Benchmark Dataset for Pore-Scale CO2-Water Interaction
Alhasan Abdellatif, Hannah P. Menke, Julien Maes, Ahmed H. Elsheikh, Florian Doster
TL;DR
The paper addresses benchmarking ML surrogates for pore-scale CO2–water displacement in heterogeneous porous media by providing a high-resolution, time-resolved dataset. It introduces 624 2D samples, each $512\times512$ at a resolution of $35 \mu$m, capturing 100 time steps under a constant CO2 injection rate of $1\times10^{-8}$ m^3/s, with five heterogeneity levels realized via grain-size perturbations. Outputs per sample include $\alpha_{water}$, $p$, $pc$, $U_x$, $U_y$, and a binary domain, plus datasets of porosity, permeability, and relative permeability, stored in HDF5 and complemented by CSVs.

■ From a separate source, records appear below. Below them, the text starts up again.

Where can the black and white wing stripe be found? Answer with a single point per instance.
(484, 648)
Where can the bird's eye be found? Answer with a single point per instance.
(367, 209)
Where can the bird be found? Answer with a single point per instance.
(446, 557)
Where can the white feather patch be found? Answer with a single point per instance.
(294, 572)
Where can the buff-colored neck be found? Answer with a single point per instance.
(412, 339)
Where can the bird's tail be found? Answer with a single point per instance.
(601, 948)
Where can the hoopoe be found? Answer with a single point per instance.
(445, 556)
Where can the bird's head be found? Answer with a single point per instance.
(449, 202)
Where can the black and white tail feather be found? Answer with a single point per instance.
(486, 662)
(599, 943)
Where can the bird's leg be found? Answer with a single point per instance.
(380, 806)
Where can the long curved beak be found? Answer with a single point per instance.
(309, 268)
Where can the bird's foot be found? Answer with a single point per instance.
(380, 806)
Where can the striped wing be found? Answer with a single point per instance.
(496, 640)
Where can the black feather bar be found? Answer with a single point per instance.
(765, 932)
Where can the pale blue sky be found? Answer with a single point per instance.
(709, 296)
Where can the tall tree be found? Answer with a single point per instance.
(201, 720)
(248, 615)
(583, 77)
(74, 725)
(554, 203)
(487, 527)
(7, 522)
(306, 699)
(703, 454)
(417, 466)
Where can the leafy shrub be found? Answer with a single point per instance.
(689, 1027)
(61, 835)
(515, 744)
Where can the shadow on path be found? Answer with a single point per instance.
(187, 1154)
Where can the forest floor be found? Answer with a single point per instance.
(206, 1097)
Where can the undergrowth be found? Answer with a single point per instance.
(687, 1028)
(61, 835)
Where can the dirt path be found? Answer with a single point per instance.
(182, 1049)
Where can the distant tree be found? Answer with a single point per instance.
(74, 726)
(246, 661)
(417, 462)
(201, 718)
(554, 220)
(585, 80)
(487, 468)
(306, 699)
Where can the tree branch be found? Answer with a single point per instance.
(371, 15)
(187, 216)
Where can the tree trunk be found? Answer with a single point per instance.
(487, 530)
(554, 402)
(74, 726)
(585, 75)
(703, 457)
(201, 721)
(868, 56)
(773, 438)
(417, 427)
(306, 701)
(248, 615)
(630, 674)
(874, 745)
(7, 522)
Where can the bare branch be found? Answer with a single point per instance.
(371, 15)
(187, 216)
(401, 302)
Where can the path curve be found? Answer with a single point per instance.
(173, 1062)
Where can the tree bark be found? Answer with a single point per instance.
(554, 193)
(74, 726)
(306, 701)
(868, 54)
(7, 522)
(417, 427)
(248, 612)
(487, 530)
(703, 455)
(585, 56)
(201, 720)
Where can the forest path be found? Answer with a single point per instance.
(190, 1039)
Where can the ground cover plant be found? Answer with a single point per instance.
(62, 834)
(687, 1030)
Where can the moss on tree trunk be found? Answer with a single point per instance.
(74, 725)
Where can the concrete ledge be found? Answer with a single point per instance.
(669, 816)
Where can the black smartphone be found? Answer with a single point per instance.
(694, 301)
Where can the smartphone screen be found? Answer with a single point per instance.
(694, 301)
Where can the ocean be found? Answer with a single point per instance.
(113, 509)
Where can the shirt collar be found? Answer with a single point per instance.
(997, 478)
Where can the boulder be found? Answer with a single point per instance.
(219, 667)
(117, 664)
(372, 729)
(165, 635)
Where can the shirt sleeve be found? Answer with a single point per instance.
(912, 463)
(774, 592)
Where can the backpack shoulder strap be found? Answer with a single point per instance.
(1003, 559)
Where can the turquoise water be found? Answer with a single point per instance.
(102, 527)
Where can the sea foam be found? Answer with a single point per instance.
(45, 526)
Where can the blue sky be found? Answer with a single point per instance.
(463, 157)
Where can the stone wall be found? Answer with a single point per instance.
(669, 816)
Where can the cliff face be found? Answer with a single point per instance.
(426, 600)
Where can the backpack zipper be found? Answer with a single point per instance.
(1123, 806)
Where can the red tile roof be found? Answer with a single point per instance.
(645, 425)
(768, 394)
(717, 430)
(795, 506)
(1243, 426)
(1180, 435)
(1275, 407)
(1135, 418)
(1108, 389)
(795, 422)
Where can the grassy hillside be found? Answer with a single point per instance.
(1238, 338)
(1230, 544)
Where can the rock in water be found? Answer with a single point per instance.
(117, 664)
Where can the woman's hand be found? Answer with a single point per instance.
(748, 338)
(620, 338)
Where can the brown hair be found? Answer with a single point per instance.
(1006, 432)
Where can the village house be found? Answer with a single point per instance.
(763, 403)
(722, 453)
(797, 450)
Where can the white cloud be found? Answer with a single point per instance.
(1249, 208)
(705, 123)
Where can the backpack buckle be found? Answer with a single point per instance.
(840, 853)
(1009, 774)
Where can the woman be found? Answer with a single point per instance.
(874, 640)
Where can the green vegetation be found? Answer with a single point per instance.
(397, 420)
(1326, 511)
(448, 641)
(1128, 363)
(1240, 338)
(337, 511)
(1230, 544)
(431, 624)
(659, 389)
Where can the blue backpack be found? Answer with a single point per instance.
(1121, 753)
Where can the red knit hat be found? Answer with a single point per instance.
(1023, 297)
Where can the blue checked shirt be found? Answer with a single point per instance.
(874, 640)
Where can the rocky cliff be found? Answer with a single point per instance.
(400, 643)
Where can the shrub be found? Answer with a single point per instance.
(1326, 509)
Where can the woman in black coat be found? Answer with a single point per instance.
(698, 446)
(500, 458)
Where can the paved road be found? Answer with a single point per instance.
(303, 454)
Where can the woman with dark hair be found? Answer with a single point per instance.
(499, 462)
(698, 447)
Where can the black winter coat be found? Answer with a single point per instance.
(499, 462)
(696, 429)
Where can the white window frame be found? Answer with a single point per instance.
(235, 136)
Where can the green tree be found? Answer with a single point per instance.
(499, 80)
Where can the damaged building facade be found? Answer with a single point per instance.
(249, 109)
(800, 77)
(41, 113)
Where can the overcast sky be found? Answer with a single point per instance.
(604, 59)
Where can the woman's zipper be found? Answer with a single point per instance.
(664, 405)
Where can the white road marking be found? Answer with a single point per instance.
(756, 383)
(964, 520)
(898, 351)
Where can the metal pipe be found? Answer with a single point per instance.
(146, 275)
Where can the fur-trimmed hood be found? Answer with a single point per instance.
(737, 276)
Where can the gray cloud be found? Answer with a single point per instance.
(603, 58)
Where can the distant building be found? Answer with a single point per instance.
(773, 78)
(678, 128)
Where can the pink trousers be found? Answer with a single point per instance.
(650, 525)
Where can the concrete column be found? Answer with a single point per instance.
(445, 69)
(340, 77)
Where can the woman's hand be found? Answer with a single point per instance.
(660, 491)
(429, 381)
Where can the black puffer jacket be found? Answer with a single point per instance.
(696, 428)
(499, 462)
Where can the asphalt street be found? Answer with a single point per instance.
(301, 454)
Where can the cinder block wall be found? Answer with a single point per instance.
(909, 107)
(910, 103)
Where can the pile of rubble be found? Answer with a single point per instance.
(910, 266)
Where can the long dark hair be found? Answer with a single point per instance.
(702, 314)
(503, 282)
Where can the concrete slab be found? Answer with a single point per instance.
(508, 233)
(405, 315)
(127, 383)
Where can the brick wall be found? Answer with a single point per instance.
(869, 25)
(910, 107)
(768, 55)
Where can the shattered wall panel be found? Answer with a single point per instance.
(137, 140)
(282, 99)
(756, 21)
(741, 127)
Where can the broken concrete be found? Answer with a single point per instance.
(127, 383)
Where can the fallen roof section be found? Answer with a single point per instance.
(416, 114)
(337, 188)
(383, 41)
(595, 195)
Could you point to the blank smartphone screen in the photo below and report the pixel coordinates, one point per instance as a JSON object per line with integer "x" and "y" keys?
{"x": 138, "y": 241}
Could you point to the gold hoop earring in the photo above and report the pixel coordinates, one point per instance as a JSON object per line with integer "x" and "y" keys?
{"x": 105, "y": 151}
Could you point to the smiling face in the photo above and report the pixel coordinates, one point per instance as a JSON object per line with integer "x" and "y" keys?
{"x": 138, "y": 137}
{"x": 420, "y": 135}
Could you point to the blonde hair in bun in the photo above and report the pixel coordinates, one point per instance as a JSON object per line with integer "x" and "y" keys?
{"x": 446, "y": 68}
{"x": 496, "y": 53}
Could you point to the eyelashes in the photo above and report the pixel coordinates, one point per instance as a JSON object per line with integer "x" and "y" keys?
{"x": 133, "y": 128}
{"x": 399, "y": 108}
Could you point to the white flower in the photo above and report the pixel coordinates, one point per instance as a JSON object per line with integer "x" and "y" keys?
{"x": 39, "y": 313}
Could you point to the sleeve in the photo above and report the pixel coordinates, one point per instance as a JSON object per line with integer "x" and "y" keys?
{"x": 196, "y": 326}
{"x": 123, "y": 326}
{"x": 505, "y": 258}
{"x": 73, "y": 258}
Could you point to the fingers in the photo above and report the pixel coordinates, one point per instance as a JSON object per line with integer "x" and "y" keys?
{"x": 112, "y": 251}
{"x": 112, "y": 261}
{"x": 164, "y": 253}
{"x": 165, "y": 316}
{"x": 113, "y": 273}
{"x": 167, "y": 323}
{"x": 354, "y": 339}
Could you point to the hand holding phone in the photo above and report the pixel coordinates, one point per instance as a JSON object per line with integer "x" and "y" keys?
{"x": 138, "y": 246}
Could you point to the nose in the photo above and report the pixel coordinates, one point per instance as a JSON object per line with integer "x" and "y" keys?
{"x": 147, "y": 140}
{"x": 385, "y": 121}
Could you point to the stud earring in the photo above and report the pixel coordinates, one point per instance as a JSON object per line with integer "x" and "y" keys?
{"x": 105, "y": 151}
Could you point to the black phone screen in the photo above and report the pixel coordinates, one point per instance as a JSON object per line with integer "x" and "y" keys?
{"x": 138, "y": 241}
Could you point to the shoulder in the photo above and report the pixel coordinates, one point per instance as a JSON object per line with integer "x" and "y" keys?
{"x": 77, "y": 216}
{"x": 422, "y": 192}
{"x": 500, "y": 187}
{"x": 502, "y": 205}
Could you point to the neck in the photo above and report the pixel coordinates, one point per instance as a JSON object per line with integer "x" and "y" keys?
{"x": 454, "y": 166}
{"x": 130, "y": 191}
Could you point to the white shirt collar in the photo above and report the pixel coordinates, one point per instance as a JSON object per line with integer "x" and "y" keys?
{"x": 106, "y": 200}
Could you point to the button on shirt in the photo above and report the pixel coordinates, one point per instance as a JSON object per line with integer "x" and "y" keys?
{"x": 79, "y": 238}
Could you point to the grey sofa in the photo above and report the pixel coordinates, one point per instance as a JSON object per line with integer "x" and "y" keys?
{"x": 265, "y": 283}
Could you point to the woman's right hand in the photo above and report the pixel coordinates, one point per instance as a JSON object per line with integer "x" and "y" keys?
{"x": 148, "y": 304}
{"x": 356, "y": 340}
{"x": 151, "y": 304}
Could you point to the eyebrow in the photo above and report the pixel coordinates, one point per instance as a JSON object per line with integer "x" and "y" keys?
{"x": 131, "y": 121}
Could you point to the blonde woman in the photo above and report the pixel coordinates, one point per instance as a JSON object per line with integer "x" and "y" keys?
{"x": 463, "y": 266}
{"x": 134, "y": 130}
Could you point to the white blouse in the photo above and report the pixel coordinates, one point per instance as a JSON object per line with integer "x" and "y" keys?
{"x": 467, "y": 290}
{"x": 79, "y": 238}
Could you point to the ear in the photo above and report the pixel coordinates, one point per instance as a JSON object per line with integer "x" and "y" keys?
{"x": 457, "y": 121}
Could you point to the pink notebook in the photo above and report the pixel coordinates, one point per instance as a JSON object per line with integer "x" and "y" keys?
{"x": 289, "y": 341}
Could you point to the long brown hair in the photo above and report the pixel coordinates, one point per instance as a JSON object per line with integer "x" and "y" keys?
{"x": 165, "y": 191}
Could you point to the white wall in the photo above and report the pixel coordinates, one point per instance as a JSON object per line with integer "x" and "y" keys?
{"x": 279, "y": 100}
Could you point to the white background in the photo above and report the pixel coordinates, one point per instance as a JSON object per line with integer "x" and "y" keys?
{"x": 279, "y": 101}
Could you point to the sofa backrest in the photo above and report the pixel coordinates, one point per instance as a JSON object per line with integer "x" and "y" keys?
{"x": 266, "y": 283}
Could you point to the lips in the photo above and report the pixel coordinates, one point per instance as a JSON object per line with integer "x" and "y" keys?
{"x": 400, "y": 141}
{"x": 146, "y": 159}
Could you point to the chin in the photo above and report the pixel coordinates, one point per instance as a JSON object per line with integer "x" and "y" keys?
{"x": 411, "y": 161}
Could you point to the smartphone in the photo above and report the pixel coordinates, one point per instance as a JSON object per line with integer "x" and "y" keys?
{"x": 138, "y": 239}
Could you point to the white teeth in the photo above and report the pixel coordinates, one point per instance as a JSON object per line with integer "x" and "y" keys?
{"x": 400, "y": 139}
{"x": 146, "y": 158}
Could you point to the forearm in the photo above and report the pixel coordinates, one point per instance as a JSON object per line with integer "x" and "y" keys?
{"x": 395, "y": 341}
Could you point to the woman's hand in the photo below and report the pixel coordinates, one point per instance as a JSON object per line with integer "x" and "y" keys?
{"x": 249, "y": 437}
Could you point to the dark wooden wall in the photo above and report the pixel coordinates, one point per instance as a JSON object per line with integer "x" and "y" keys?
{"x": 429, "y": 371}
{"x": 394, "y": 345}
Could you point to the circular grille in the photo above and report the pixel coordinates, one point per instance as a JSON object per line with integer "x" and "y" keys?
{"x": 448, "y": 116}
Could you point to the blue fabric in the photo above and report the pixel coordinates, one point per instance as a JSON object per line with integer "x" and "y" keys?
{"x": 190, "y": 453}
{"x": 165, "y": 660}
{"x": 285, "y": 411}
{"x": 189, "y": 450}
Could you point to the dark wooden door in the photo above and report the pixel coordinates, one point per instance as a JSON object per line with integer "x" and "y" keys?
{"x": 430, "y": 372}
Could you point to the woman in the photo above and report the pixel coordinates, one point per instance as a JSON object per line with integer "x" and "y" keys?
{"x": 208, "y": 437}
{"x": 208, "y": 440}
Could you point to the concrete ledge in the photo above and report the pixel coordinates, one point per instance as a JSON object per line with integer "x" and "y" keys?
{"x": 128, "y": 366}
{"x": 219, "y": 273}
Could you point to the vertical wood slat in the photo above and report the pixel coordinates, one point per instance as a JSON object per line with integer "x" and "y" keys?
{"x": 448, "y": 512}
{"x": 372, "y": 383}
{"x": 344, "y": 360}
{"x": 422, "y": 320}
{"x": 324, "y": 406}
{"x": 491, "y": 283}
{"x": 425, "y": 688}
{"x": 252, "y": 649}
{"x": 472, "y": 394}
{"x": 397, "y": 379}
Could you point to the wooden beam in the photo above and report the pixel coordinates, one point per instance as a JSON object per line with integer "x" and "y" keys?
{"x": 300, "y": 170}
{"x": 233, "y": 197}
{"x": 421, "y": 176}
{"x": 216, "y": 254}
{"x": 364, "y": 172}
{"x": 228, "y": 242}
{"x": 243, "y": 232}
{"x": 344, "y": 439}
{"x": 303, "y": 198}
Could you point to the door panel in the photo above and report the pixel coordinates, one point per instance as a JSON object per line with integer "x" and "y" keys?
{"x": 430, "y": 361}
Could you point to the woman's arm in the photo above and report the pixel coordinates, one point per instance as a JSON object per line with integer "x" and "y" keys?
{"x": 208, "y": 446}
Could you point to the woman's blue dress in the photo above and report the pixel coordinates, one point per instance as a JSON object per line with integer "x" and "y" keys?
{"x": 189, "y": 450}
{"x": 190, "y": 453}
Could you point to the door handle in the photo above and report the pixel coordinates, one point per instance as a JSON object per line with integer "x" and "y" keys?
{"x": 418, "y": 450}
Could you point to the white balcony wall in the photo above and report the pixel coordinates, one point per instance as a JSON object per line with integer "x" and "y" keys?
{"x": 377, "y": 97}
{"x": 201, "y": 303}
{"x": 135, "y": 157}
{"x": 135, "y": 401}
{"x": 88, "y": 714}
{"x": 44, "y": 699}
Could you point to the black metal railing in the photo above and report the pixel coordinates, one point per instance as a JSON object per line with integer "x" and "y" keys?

A U-Net–based autoregressive forecasting experiment demonstrates that training on more diverse, multi-level heterogeneity improves average generalization on unseen level-5 domains, with the 5-Level model achieving the lowest $MSE$, though some samples exhibit biases.
Abstract
Accurately capturing the complex interaction between CO2 and water in porous media at the pore scale is essential for various geoscience applications, including carbon capture and storage (CCS). We introduce a comprehensive dataset generated from high-fidelity numerical simulations to capture the intricate interaction between CO2 and water at the pore scale. The dataset consists of 624 2D samples, each of size 512x512 with a resolution of 35 μm, covering 100 time steps under a constant CO2 injection rate. It includes various levels of heterogeneity, represented by different grain sizes with random variation in spacing, offering a robust testbed for developing predictive models. This dataset provides high-resolution temporal and spatial information crucial for benchmarking machine learning models.